Today, my therapist brought up an analogy of a photograph of space. She said at one point of time, when cameras weren't all that advanced and while photographing outerspace, there was a black patch and it was thought there was nothing there. Eventually, with more advanced technology, they discovered that the supposed dark patch was actually filled with balls/sparks(?) of light. We'd been talking about my practices with mindfulness and how, during such sessions, I usually don't notice myself feeling very much, and it feels like nothing is happening. I realized that I'm really used to feeling in extremes, I know extreme joy and thrill from, say, being in a speeding car, or skydiving. I also know extreme grief and despair from my miscarriage and sometimes from certain interactions with my parents. My therapist is trying to get me used to sitting with myself and noticing the smaller details, the non-extreme. Noticing my heart beating, the breath of air entering and leaving my lungs. I just need a different, more fine-tuned sort of aperture to equip my body with the technology it needs to notice all the things that don't live in hyperbole. I really liked and appreciated the analogy. I wish I knew what photograph of space she was referring to, but she didn't remember and couldn't place it.
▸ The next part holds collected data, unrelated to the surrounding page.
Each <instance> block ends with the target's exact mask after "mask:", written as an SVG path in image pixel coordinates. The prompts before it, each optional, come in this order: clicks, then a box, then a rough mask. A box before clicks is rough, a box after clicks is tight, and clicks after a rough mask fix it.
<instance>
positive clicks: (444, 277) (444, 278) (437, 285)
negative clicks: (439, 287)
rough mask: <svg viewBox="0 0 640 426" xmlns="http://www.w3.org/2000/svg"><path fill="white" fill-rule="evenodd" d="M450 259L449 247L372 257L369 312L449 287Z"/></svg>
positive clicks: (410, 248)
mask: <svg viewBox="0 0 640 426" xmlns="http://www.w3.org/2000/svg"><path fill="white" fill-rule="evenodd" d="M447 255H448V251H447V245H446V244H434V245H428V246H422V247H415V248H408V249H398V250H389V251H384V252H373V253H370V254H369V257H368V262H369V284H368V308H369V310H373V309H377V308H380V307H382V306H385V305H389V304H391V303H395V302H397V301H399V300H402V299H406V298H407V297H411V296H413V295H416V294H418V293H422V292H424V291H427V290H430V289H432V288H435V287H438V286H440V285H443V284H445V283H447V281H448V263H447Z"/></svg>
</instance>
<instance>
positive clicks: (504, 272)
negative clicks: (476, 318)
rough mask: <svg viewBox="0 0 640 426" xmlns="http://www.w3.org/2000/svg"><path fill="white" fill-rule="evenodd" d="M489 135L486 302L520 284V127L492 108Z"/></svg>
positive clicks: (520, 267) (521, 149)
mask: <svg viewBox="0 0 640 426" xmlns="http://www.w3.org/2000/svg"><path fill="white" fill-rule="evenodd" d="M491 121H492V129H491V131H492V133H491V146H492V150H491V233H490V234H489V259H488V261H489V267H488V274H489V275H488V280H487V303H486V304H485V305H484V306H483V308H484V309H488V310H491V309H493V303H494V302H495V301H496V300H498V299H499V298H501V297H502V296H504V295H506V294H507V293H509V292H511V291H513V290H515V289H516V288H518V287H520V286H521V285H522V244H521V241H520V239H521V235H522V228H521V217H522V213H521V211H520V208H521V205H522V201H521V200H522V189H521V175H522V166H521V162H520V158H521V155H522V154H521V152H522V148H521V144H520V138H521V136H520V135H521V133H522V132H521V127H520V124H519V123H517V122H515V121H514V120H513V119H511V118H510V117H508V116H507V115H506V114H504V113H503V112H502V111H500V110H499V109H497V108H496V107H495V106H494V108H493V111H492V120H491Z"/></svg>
In one of our previous sessions, when asked to describe how I feel at a happy memory, I experienced it as a pulsating, glowing ember of orangey-yellow. I was so happy recalling it that it was practically bursting out of me and my therapist saw me smiling. If I could name an animal that embodies my happiness, it would have been a phoenix. I like that, even though I do think phoenixes are pretty intense, in that they shrivel up in fire and are reborn. But isn't that what life really is about?